Snehal Shinde

Personal information
- Full name: Snehal Pradeep Shinde
- Nationality: Indian
- Born: 29 April 1992 (age 34)
- Height: 1.60 m (5 ft 3 in)

Medal record
Women's kabaddi
Representing India
Asian Games
| Gold medal – first place | 2022 Hangzhou | Team |

= Snehal Shinde =

Indian kabaddi player

Snehal Pradeep Shinde (born 29 April 1992) is an Indian kabaddi player. She was part of the team that won the gold medal in the 2022 Asian Games. In the final, India beat Chinese Taipei 26–24 on 7 October 2023.

== Personal life ==
Shinde hails from Maharashtra. Her parents are Surekha and Pradeep, a national medallist in boxing. She married Sagar Sakhare. She has a brother, Nikhil, and a sister, Kishori, also a kabaddi player, who inspired her to take up the game. She started playing kabaddi at the age of seven at the club in Swargate, and learnt the basics from coaches Rajesh Dhamdhere and Jayant Warghade.
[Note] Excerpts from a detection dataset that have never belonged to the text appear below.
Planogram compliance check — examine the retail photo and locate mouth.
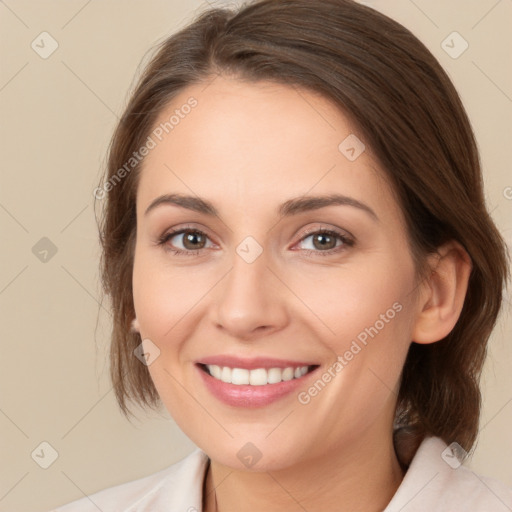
[199,364,318,386]
[195,356,319,408]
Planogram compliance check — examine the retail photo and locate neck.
[204,434,404,512]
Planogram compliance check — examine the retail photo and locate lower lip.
[197,366,316,407]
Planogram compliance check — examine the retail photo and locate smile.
[203,364,313,386]
[196,356,319,408]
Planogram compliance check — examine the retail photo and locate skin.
[133,76,470,512]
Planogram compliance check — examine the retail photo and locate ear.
[132,317,140,333]
[412,241,472,344]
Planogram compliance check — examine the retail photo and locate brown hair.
[96,0,508,463]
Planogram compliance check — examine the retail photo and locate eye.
[158,228,213,256]
[299,229,354,256]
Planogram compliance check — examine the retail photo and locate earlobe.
[412,241,472,344]
[132,317,140,333]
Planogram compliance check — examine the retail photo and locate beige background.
[0,0,512,512]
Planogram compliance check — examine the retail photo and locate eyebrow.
[144,194,379,221]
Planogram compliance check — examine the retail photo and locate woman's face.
[133,76,419,470]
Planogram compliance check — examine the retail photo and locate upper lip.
[197,355,314,370]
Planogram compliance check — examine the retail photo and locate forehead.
[138,76,398,222]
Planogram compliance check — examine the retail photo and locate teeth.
[206,364,308,386]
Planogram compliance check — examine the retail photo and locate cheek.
[133,251,214,340]
[292,261,414,354]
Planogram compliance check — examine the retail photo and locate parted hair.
[98,0,508,465]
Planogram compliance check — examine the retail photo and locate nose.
[211,247,289,341]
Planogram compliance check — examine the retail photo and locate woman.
[54,0,512,512]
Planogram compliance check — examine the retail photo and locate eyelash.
[157,228,355,256]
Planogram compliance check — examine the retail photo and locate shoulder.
[52,449,208,512]
[385,437,512,512]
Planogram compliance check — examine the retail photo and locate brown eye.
[313,233,337,250]
[300,229,354,255]
[183,231,206,250]
[159,229,212,255]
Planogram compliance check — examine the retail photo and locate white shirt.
[52,437,512,512]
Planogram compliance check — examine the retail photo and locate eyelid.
[156,224,355,256]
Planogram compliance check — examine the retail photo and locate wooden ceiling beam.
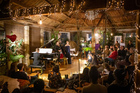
[10,0,26,8]
[113,21,136,24]
[105,12,116,32]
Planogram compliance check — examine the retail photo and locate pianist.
[33,48,40,65]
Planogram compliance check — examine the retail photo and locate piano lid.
[40,38,54,48]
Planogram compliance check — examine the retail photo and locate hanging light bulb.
[39,19,42,25]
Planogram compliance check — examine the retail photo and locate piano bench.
[29,65,45,74]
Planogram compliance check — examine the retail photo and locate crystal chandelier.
[85,10,98,21]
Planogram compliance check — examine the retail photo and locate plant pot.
[7,61,12,70]
[0,65,6,75]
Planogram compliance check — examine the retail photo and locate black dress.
[65,46,71,64]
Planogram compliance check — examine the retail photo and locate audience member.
[65,41,71,64]
[33,48,40,65]
[78,67,90,85]
[15,63,39,84]
[115,41,120,48]
[68,67,90,89]
[96,47,102,55]
[8,62,17,78]
[95,42,100,52]
[34,79,45,93]
[118,46,126,60]
[108,69,130,93]
[55,41,62,62]
[88,41,92,47]
[48,65,64,88]
[82,66,107,93]
[22,79,46,93]
[105,47,118,66]
[120,39,125,47]
[104,45,110,58]
[103,63,114,86]
[129,47,135,66]
[127,40,134,50]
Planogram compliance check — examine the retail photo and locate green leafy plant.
[83,47,92,52]
[0,39,7,66]
[8,39,24,62]
[51,31,59,48]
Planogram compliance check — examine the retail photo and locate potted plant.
[0,39,7,75]
[6,35,24,68]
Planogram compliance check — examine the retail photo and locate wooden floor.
[27,59,86,81]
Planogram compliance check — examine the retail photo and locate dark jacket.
[15,71,29,80]
[127,44,134,50]
[118,50,126,59]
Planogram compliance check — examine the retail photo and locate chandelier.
[85,10,98,21]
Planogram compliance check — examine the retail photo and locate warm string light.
[107,0,124,9]
[60,0,66,13]
[78,0,85,10]
[9,0,85,18]
[69,0,75,13]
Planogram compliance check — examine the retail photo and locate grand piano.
[30,39,58,72]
She plans to start an academy for young players.

== Career ==
Shinde's first international medal came as a junior when she was part of the Indian team that won the Junior Asian Championship in Malaysia in 2009. Later, she won gold as part of the senior India team at the South Asian Games held at Assam in 2017. She missed the Asian Games in 2014 and 2018 due to injuries and was keen on taking part in the 2022 Games.

She led the Maharashtra team at the 36th National Games in Gujarat in 2022.

== Awards ==
Shinde received the Shiv Chhatrapati Award, the highest sports award in Maharashtra, for 2014.